LETTRE DE BEYROUTH
Rares sont les projets de barrage au Liban qui échappent à la polémique. Situé sur la rivière Jaouz, dans la Caza de Batroun, dans le nord du pays, le barrage de Mseilha ne fait pas exception à la règle. Alors que 64 millions de dollars (environ 58 millions d’euros) ont déjà été engloutis dans la construction de cet ouvrage hydraulique, entamée en 2014, la première juge d’instruction du Liban-Nord, Samaranda Nassar, a ordonné, en août 2024, sa mise sous scellés.
Lors de sa visite sur les lieux, la magistrate libanaise a trouvé le barrage désaffecté, rempli d’engins de chantier à l’abandon et, avec pour seuls occupants, un gardien et son élevage de poules. Le parquet financier avait transmis l’affaire à la juge Nassar afin d’enquêter sur des soupçons de dilapidation de fonds publics. Conçu pour contenir jusqu’à 6 millions de mètres cubes d’eau et alimenter les villages de la région, le barrage rencontre des problèmes d’étanchéité depuis sa mise en eau, fin 2019.
Une expertise doit être menée sur la construction, alors que plusieurs entrepreneurs ayant travaillé sur le chantier sont poursuivis par la justice. Le chiffre de 10 millions de dollars est avancé comme pouvant permettre de réaliser les travaux d’étanchéité requis. Ce serait un gaspillage supplémentaire, estiment des militants de la cause environnementale, selon lesquels la construction d’un barrage à cet endroit défie le bon sens.

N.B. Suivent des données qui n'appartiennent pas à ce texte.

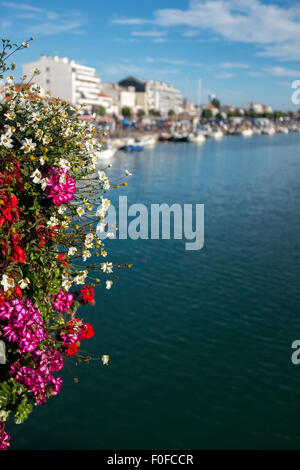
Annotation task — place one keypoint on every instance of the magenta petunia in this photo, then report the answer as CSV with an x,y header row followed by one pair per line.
x,y
60,185
24,324
39,379
62,301
4,437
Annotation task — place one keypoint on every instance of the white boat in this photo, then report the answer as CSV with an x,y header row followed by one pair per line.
x,y
197,138
269,131
107,152
147,140
246,132
216,135
283,130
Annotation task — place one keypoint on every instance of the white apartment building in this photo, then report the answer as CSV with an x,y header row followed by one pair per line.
x,y
155,95
63,78
163,97
120,96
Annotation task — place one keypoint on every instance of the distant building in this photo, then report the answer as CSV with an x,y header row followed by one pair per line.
x,y
155,95
267,108
212,108
63,78
121,96
188,107
227,108
107,102
256,107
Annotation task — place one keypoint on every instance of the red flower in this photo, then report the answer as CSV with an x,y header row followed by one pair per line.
x,y
87,331
18,291
61,257
2,299
87,294
71,350
19,254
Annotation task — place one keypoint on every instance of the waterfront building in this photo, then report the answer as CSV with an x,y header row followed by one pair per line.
x,y
121,96
65,79
156,95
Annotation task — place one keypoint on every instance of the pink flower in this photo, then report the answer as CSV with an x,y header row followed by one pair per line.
x,y
24,324
4,437
60,186
39,379
62,301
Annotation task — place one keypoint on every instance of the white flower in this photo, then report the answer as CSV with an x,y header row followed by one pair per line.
x,y
66,284
39,133
37,176
102,175
23,283
105,359
62,178
106,267
44,183
7,283
28,145
46,140
80,279
64,224
62,209
6,141
52,222
80,211
101,226
10,115
36,117
64,164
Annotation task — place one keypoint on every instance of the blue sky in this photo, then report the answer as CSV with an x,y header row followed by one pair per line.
x,y
243,50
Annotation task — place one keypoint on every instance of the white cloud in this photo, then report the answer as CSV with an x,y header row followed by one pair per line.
x,y
150,34
226,75
272,27
283,72
234,65
36,20
130,21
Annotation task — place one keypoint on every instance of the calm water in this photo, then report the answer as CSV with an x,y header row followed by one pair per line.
x,y
200,342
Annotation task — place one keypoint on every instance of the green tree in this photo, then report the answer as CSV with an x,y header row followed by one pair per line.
x,y
215,102
207,113
101,110
126,111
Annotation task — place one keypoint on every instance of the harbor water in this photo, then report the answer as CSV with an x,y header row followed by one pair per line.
x,y
199,341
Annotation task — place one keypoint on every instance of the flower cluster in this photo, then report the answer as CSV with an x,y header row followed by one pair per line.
x,y
4,437
39,379
59,185
24,324
74,332
52,205
87,294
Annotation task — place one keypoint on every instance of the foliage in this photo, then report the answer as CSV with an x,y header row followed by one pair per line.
x,y
52,207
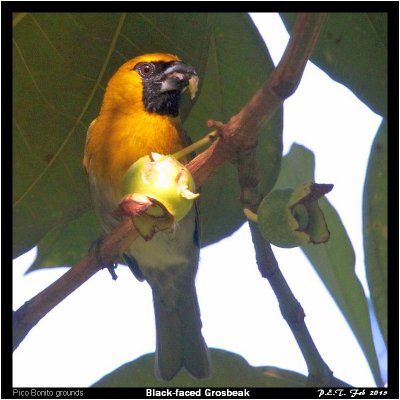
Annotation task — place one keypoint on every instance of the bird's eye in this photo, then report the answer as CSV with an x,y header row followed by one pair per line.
x,y
145,70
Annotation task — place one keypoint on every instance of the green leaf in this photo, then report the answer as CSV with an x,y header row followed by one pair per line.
x,y
229,370
61,65
352,49
334,261
227,86
375,226
59,246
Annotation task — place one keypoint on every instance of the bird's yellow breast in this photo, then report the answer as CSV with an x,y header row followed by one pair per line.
x,y
116,140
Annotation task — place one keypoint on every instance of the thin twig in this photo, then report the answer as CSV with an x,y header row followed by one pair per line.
x,y
108,251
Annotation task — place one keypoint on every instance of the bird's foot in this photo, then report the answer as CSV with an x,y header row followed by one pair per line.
x,y
95,249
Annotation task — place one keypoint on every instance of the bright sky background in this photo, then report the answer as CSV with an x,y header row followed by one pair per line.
x,y
107,323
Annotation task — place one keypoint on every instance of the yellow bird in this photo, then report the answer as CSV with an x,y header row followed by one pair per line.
x,y
140,115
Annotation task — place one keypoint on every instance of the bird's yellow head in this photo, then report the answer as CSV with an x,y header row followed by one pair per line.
x,y
152,83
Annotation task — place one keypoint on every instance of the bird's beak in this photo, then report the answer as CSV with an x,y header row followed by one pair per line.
x,y
178,77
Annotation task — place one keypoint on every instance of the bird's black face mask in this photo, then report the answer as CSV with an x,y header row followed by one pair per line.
x,y
163,84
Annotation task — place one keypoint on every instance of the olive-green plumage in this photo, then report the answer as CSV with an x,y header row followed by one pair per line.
x,y
139,115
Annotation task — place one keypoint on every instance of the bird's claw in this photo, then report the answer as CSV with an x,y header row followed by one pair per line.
x,y
95,249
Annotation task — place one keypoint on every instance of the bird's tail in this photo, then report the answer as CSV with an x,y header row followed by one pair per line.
x,y
179,339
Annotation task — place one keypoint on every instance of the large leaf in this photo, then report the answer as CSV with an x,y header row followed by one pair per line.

« N’importe quel élève en hydrologie pourrait vous dire que la montagne libanaise est karstique, donc perméable et inadaptée à la construction de barrages. C’est le cas à Mseilha. Le Liban est le château d’eau du Moyen-Orient, car le sol facilite l’infiltration de l’eau des pluies et de la fonte des neiges. En outre, le site est situé à 45 mètres au-dessus du niveau de la mer, ce qui est très bas et favorise le dépôt de sédiments. Et la faille de Batroun se trouve dans le sol du réservoir, ce qui crée un risque sismique », énumère Paul Abi Rached, de l’ONG Terre Liban.
« C’est un désastre »
Dès 2014, les experts et militants mobilisés contre la construction de cet ouvrage avaient alerté le ministère de l’environnement qu’aucune étude d’impact n’avait été réalisée avant le début des travaux, comme le requiert la loi libanaise. « Le ministère de l’environnement a pris une décision interdisant les constructions et les fouilles, mais le ministère de l’énergie n’a pas répondu et la catastrophe a commencé », témoigne, avec émotion, Fadi Merheb, un habitant de Hamat, dans la région du barrage, engagé contre le projet.